A number of British military personnel are leaving Iraq to redeploy back to the UK.
The UK has been training Iraqi forces as part of a US-led coalition mission since 2014, but this has been on hold for the last 60 days due to the coronavirus outbreak.
The Ministry of Defence says, as a result of COVID-19, there has been a reduced requirement for the training, with the Defence Secretary stating the "tempo of training has significantly declined".
Key British military personnel will remain throughout Iraq, however.
Troops returning to the UK will remain at readiness for different potential deployments.
The rest of the US-led coalition's training mission in Iraq has been suspended due to coronavirus fears.
The Ministry of Defence says personnel redeploying back to the UK will have the "opportunity to support loved ones" affected by coronavirus.
Defence Secretary Ben Wallace said: "In recent months the tempo of training has significantly declined, which means that I am in a position to bring back the current training unit to the UK.

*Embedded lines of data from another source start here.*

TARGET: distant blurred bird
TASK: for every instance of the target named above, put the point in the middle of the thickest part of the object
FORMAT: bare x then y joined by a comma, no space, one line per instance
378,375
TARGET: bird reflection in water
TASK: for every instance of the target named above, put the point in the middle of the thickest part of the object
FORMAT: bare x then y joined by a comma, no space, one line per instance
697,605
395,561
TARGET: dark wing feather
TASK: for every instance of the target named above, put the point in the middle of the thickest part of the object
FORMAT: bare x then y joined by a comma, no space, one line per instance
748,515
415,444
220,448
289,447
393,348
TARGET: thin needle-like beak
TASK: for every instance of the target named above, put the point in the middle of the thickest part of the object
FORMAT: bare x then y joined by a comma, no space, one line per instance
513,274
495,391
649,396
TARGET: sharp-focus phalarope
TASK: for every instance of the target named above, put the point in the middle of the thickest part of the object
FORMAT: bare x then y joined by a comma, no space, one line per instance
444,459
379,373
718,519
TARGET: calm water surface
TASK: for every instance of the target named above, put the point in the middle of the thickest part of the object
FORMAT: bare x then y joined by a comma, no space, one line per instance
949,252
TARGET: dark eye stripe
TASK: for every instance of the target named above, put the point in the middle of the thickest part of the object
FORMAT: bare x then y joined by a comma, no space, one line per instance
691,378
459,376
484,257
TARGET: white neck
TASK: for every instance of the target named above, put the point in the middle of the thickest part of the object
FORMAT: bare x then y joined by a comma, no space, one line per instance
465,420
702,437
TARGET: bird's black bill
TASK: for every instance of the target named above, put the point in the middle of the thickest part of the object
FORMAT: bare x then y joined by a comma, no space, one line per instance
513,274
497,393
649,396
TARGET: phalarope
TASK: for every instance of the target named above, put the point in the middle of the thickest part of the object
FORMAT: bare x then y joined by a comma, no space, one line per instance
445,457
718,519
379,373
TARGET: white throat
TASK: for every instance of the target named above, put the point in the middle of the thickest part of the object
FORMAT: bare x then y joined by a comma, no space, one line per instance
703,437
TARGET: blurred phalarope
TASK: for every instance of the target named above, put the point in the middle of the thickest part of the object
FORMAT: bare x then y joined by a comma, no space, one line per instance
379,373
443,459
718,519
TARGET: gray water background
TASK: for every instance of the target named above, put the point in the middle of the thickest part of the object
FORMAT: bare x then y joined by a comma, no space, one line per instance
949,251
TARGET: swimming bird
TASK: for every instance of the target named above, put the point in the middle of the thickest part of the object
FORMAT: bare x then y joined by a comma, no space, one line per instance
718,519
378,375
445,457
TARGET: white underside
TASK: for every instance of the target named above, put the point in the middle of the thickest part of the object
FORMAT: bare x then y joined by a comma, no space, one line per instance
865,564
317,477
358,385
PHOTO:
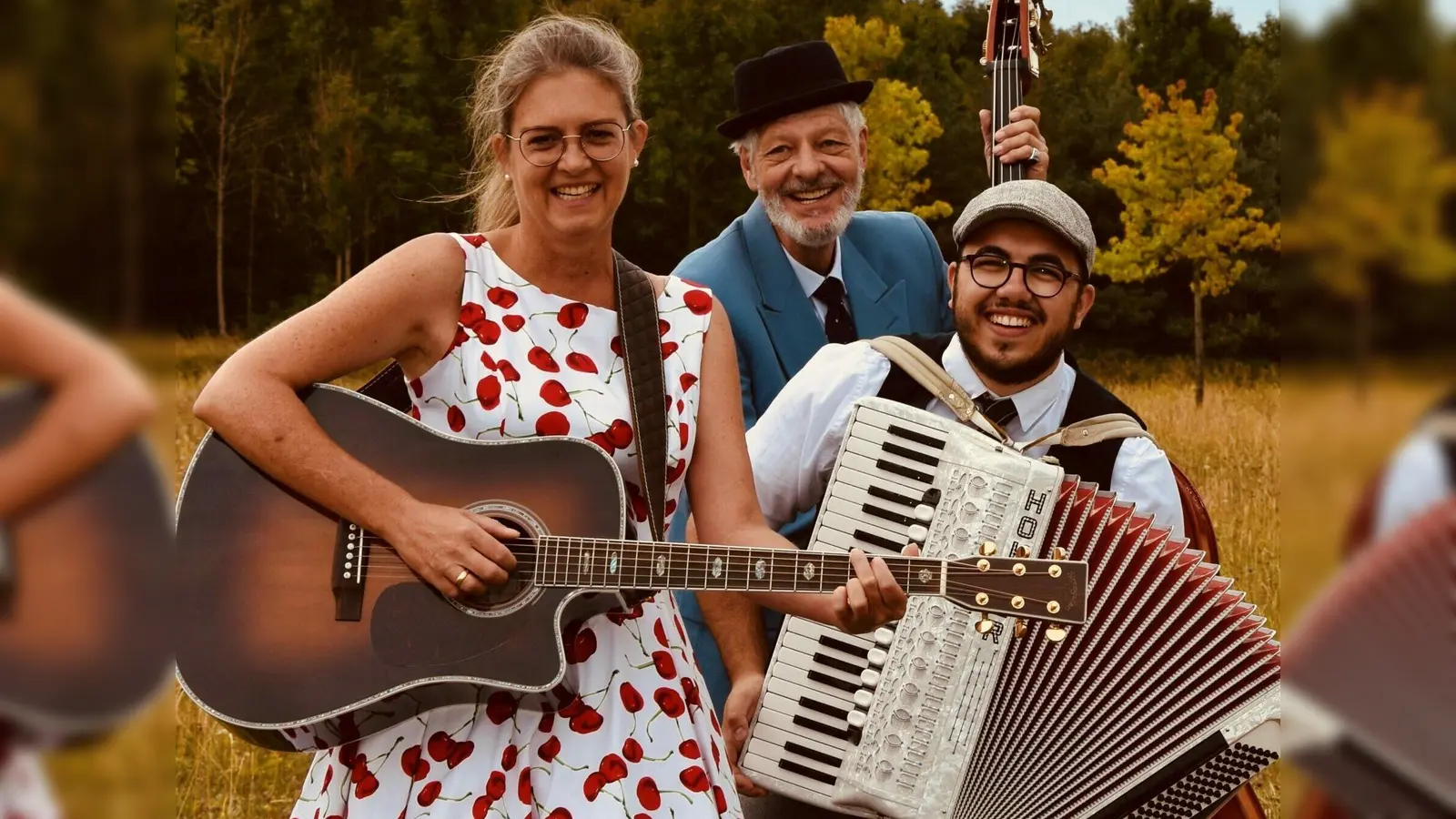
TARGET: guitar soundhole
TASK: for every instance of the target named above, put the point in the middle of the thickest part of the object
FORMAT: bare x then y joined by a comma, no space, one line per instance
521,591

"There remains a significant footprint of UK Armed Forces within the coalition and elsewhere.
"We are committed to building Iraq’s security capacity through our membership of the Global Coalition that has proved so effective and will continue to support the Iraqi Government in achieving stability."
Around 400 UK military personnel are currently stationed in Iraq across several sites.
As part of Operation Shader, British troops have trained more than 100,000 Iraqi and Kurdish Peshmerga forces in weapons maintenance, counter IED, medical and engineering skills.
Kurdish Peshmerga have been provided with heavy machine guns, more than a million rounds of ammunition and hundreds of thousands of pounds of equipment.
Cover image: A British soldier training an Iraqi soldier at Camp Taji in 2019 (Picture: US Army).